Kusama’s profile as one of the world’s most prolific and well known artists emerged since the 1990s, though her art making up to this point placed her at the centre of what we think of as key 20th century developments in art. As the curator for Kusama’s recent TATE show says in the video above:
I think Kusama is now seen alongside people like Murakami or Damien Hirst, or Jeff Koons as a kind of globally branded artist. Her spots are ubiquitous, and they are instantly recognisable. They are on the face of the London tube map at the moment. Everywhere we go we see...to the biennials and triennials across the world, you see big Kusama installations. But what is also important to recognise is she really does fit into art history, and she was there in late Surrealism, she was there at the birth of Pop. She has a relationship to Minimalism, she’s a real key practitioner in the beginnings of performance and action art. So she’s very much somebody who is an insider, but she was never attached to any one movement for very long, so she’s always...also somebody who kind of is an outsider. She moves in and out of the kind of principal avant-garde moments of the mid to late twentieth century.
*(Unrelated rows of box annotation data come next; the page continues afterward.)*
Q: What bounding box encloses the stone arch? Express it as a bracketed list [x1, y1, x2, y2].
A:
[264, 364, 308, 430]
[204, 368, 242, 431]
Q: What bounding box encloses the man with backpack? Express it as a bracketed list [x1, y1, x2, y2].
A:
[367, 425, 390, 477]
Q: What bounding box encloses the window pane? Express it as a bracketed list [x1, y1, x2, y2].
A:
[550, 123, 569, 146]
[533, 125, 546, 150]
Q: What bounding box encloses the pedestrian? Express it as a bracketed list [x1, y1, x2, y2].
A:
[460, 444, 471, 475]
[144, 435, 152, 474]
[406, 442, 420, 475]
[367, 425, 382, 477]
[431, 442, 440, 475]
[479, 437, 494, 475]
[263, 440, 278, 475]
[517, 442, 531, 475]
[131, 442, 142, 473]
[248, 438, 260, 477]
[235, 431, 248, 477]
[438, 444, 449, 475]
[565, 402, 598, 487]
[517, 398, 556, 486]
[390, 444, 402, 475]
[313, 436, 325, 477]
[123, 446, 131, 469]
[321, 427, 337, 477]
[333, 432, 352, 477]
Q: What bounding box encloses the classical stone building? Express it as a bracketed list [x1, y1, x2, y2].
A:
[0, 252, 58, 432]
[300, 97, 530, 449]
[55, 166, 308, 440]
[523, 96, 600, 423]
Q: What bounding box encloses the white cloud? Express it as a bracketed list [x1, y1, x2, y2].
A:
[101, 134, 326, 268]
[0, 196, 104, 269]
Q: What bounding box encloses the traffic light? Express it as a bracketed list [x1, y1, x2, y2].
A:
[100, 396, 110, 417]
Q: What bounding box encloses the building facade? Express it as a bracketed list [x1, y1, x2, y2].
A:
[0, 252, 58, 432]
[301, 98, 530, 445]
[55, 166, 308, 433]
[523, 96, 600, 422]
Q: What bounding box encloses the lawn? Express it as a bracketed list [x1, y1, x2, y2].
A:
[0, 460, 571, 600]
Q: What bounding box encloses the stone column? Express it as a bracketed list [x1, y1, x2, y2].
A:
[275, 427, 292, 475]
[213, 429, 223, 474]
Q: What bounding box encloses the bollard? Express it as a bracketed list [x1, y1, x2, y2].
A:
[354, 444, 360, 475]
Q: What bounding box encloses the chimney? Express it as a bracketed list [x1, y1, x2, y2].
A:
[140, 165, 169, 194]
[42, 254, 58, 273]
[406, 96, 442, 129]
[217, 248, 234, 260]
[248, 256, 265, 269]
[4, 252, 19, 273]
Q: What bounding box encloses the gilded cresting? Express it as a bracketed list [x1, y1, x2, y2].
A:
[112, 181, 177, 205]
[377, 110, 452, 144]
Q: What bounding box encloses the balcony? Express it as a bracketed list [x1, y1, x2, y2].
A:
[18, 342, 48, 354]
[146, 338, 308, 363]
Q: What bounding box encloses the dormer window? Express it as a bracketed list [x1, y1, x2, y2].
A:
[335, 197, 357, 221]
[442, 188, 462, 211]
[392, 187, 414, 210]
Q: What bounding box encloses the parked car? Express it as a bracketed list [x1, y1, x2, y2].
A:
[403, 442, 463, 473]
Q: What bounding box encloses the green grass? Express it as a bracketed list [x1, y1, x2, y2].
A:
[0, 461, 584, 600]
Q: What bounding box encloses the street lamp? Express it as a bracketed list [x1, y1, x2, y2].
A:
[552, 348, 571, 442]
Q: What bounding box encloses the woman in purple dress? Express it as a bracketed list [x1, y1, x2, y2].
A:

Kusama was born in 1929 and began making art at a young age, citing her early years on a family nursery sorting seeds as part of the inspiration/trigger for her dots obsession.2 At the time New York was living in the shadow of Abstract Expressionism (see Artwork 1), a movement which had thrust the city to the centre of the art world. Kusama’s influence was to be profound as she defied definition, experimented and captivated everyone with her eccentric persona. In 1973 Kusama returned to Japan having reached burnout point and her profiled waned in the anglophone world until retrospectives of her work brought her to international attention, particularly the 45th Venice Biennale in 1993. During this exhibition she began selling the silver spheres which made up her installation Narcissus garden for the equivalent of $2. She wasn’t even an official artist at the Biennale; critiquing the institutionalisation of contemporary art before it was cool. Her work from the 1970s and 80s has become the focus of recent exhibitions in 2017 which show clearly levels of experimentation and innovation that made her almost too radical for 1960s New York.
Given how monumental Kusama’s career is, this entry is really only capturing one dot. Maybe that one dot can indicate others.
In hindsight my memory of visiting the ‘Look Now, See Forever’ exhibition is also quite personal. Here I am standing in front of Narcissus garden, with each of the shiny orbs blurred in the background thanks to my brother’s photography skills. (Bokeh effects were big back then.) While we haven’t lived in the same city for more than a few months at a time, visiting the gallery when ever we happen to be in the same one is one of my favourite activates.
Even through the pandemic Kusama’s works have been exhibited and in some ways she is more ubiquitous than ever. A fact I think she would relish. In the This Week in Art podcast three curators speak about her recent shows in London, Berlin and New York. It’s especially interesting to see how different audiences across the world experience Kusama-rama. Listen here.
Slow Looking is about thoughtful consideration of art. Transmigration has prompted me to reflect on participatory artworks and the way that mental illness (to use Kusama’s framing) can lead to a life of creative production and expression. She is a singular dot in a universe of her own creation.
1 Nicholas Forrest, ‘Yayoi Kusama: on Life, Infinity and a Major Retrospective’, Blouin Artinfo, Sept 2017, 97.
2 Kusama-rama: Yayoi Kusama in London, New York and Berlin, The Week in Art podcast, 23 April 2021. Listen here.